What was Hillary Clinton's now-famous Emotional Moment if not the stuff of the reality confessional - the moment a contestant, alone before the cameras, rips away the artifice and tells the honest truth? Asked an open-ended question off-camera in New Hampshire, Clinton looked up and let loose, revealing some rarely seen pathos while still managing to squeeze in a good knock at her opponents. Reality producers would have promoted it ceaselessly. In this case, news directors did.

The alliances

Republican candidates join together to gang up on Clinton. Barack Obama and John Edwards join together for the same.
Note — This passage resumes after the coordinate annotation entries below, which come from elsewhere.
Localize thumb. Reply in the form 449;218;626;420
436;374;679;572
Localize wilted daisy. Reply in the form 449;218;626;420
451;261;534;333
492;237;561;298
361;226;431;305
Republicans take turns beating up on Romney. Shifting front-runners means shifting alliances, so it's never quite clear who's due for the next attack. Even when the candidates make nice - as they tried to do last Tuesday in Nevada - the tension is still palpable. So, Obama and Clinton are friends now, joined by their commitment to race relations and their joint opposition to nuclear waste? Sure they are. The behind-the-scenes backstabbing continues, and makes its way into the coverage.

Villains get comeuppance

It's not just the candidates who get the compelling narrative arcs. MSNBC's Chris Matthews, once defiantly un-PC, apologized on the air last week for making disparaging statements about Clinton. "The reason she's a US senator, the reason she's a candidate for president, the reason she may be a front-runner, is that her husband messed around," Matthews said on the MSNBC morning show the day after the New Hampshire primary. Soon, everyone was calling him out, from Gloria Steinem to the women of "The View." Omarosa never got so roundly attacked on "The Apprentice" - though, unlike Omarosa, Matthews was contrite.

The uncertainty

There's no reality staple so satisfying as the surprise win, or surprise ouster. You thought it was shocking when Chris Daughtry got bumped from "American Idol"? How about when voters defied the polls and gave Clinton a victory in New Hampshire? Some election-night cliffhangers have dragged on for hours. Some turns of fortune have been dramatic. Huckabee is a nobody, until he surges and wins in Iowa. Romney is an also-ran, then pulls out a Michigan victory. The issues and voter priorities keep changing, too. It's as if every new contest is another challenge, and nobody has immunity. Not a terrible way to pick a president, when you think about it.